Many have written on the dangers of biotech over the years, but I like Reed’s comment here:
Just now of course no one knows very well what genes control what behavior, or whether all behavior is genetically determined, but this won’t last. Then what? Almost certainly resistance to manipulation will fade as it becomes possible to edit out diseases of genetic origin. This having worked, it will be hard to resist amplifying intelligence. Then…if there are genes for psychopathy, well…I mean, do we really need Ted Bundys? And we are off and running.
Reed is highlighting how it’s a slippery slope. First small changes will be made, then greater changes.

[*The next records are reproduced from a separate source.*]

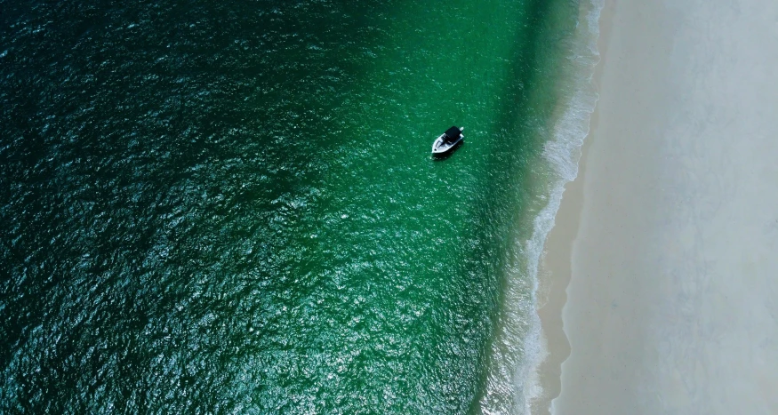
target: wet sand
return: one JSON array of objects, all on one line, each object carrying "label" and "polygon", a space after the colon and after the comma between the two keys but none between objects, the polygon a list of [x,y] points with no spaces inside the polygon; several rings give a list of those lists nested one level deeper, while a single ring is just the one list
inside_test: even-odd
[{"label": "wet sand", "polygon": [[778,413],[778,4],[614,0],[600,28],[536,412]]}]

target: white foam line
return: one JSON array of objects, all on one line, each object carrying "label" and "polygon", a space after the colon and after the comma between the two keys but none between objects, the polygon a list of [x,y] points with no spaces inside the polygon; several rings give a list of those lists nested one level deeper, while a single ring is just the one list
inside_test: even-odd
[{"label": "white foam line", "polygon": [[[598,99],[592,78],[594,68],[599,61],[597,42],[603,5],[604,0],[592,0],[590,4],[581,5],[583,19],[576,28],[574,46],[572,55],[568,57],[570,72],[565,77],[571,81],[575,91],[567,99],[561,116],[555,123],[552,137],[543,148],[543,157],[549,162],[554,178],[548,190],[549,202],[535,217],[530,239],[517,243],[517,251],[525,259],[525,268],[515,270],[517,277],[509,278],[506,292],[509,300],[504,305],[501,318],[505,321],[505,324],[501,324],[503,332],[500,333],[493,347],[493,354],[501,360],[498,364],[502,367],[495,368],[496,373],[490,371],[486,394],[481,401],[483,413],[504,412],[506,405],[501,404],[503,401],[501,398],[508,395],[513,396],[512,404],[509,405],[510,409],[508,410],[510,413],[529,414],[533,401],[542,394],[537,369],[547,353],[541,343],[541,322],[536,310],[538,268],[546,237],[554,227],[565,186],[578,176],[581,148],[589,134],[591,114]],[[526,295],[523,294],[525,288],[522,287],[522,275],[531,278],[530,299],[523,298]],[[526,321],[527,318],[530,321]],[[521,339],[521,333],[518,332],[523,324],[529,327],[525,339]],[[521,361],[511,357],[511,353],[507,352],[515,350],[517,347],[523,355]],[[513,373],[509,373],[509,371]],[[506,385],[501,381],[505,379],[510,379],[512,382]]]}]

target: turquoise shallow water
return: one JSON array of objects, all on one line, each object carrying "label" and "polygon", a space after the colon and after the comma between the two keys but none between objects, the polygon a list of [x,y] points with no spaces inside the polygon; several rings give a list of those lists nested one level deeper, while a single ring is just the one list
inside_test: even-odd
[{"label": "turquoise shallow water", "polygon": [[521,411],[577,3],[0,6],[4,412]]}]

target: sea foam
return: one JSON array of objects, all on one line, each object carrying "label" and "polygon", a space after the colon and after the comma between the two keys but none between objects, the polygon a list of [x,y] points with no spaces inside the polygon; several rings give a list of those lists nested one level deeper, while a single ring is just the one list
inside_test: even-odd
[{"label": "sea foam", "polygon": [[[508,276],[500,331],[492,350],[493,367],[480,402],[483,413],[529,414],[533,406],[549,404],[552,398],[543,395],[537,372],[548,355],[536,311],[539,264],[565,186],[578,175],[581,148],[598,99],[592,77],[599,61],[597,42],[603,5],[604,0],[580,5],[578,24],[563,63],[557,111],[545,132],[545,167],[541,170],[546,183],[539,197],[546,204],[533,220],[531,236],[517,242],[517,253],[522,258]],[[526,278],[532,284],[528,299]],[[529,329],[522,331],[519,327]]]}]

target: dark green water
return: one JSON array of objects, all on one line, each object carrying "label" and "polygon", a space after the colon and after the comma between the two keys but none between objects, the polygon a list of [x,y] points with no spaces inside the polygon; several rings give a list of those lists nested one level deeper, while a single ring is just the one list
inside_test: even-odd
[{"label": "dark green water", "polygon": [[0,411],[512,411],[577,18],[0,1]]}]

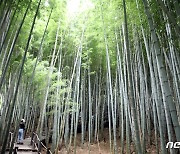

Currently man is becoming increasingly more reliant upon [non-genetic] technology, which can cure all manner of problems, enabling those to reproduce who might not have previously. This is what some call “dysgenics” (also see Idiocracy for IQ concerns). If a society were set up to resist biotech, it would need to consider just how this decline could be balanced without the use of biotech. Perhaps simply talking about it would lead to a voluntary correction, free choice by citizens. My focus tends to be on resisting biotech, not on promoting eugenics.
Conservatives have generally feared eugenics, with good reason. Biotech is seen by some as a sort of humane eugenics, especially now since transhumanists today tend to put their hopes in corporations, not governments.
So, why is it bad? Well, I recommend the reader complete Reed’s article, linked above. Then you’ll more readily follow how the threat is perfect and permanent moral relativity. It’s the completion of the French Revolution, the perfection of a faith of Reason. For a conservative, such is a nightmare. For a liberal, it’s a dream where all of the horrors of the past can be destroyed, forgotten, to make way for a new utopia: Man can finally replace God.
We already see how Darwinism is widely embraced; Creationism is seen almost on par with Flat Earth. So, I don’t really expect understanding on the threat.
But I am glad to see a thoughtful article by Reed on the matter.